En lo que ve al penúltimo de los parámetros fijados por ese Alto Tribunal, relativo a las condiciones del mercado, éste parte del hecho de que vivimos en un mundo globalizado, en el que el entorno económico internacional puede tener algún impacto en la economía nacional, por virtud del cual, se generen circunstancias especiales relevantes que generen hechos notorios y que ameriten alguna reflexión en el juzgador para evaluar la posible actualización de usura o su inexistencia.

Finalmente, el parámetro relativo a otras cuestiones que generen convicción en el juzgador deja abierta la posibilidad de que éste conozca algún aspecto objetivo que no esté comprendido en los anteriores parámetros guía pero que, desde su perspectiva, resulte relevante para decidir sobre la existencia o inexistencia del fenómeno usurario, especialmente cuando resulte toral para sustentar la conclusión o determinación relativa.

Del mismo modo, el juzgador siempre estará en posibilidad de justipreciar algún elemento subjetivo por el cual también pueda sostenerse su postura en torno a la configuración de usura en cada caso concreto, esto es, es válido considerar el posible estado de vulnerabilidad de la parte deudora que pueda justificar lo irracional o excesivo del interés pactado, respecto de lo cual cabe hacer las siguientes precisiones:

Conviene diferenciar cuál es la cualidad personal, y en todo caso la condición de vulnerabilidad que como elemento subjetivo debe ser tomada en cuenta en los escrutinios de usura como una forma de explotación del hombre por el hombre, a fin de distinguir el concepto de vulnerabilidad referido generalmente a las limitantes y obstáculos para el goce de derechos humanos, de la vulnerabilidad que puede invalidar una tasa de interés.

En efecto, el concepto de vulnerabilidad de acuerdo a como es señalado constantemente en el reconocimiento al goce de los derechos humanos universales, se atribuye a aquellas personas que por razón de su edad, género, estado físico o mental, o por circunstancias sociales, económicas, étnicas y/o culturales, encuentran especiales dificultades para ejercitar con plenitud los derechos humanos reconocidos en los diversos instrumentos internacionales, y en las Constituciones o legislaciones de los Estados.(21)

En el caso, no es esa la vulnerabilidad que habrá de evaluar el juzgador, sino aquella que corresponde al análisis de las circunstancias, a partir de las cuales pueda advertirse que existió una limitante u obstáculo en la libertad de contratación por parte del acreditado deudor, que le impidió convenir de manera libre el porcentaje de los intereses, por ejemplo, ante una situación de extrema necesidad que hubiera ofuscado la voluntad del contratante.

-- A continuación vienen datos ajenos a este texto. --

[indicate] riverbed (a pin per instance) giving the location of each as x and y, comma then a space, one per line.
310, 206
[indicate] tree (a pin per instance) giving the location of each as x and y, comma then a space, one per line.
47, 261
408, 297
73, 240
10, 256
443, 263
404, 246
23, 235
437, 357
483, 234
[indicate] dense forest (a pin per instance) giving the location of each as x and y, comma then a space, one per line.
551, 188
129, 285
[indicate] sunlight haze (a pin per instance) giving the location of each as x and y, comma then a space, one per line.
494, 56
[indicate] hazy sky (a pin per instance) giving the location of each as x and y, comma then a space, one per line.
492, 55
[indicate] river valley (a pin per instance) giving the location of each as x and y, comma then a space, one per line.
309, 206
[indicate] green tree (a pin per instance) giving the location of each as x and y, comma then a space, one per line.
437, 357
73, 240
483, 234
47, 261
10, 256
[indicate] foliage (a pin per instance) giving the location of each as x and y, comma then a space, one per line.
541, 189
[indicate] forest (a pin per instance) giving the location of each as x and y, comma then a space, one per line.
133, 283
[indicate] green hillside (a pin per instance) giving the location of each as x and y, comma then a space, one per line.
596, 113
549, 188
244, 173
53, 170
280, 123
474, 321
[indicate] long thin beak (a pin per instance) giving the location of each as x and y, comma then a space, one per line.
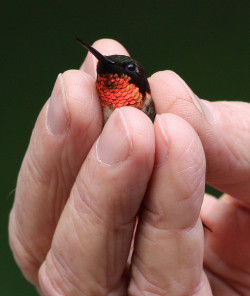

Dicho de otro modo, al juzgador le corresponde verificar si dada la condición personal del deudor se propició o facilitó el pacto de una tasa de interés excesiva y desproporcionada a la operación del préstamo, condiciones que por lo general están referidas a condiciones de vulnerabilidad relativas a la circunstancia económica de la persona, no así a una condición genérica de desigualdad o desventaja social, como puede ser por razón de género, orientación sexual, edad, etnicidad, religión, entre otras. De ahí, que es la prudencia del juzgador la que en cada caso concreto debe justificar y motivar porqué encuentra o no una situación de vulnerabilidad.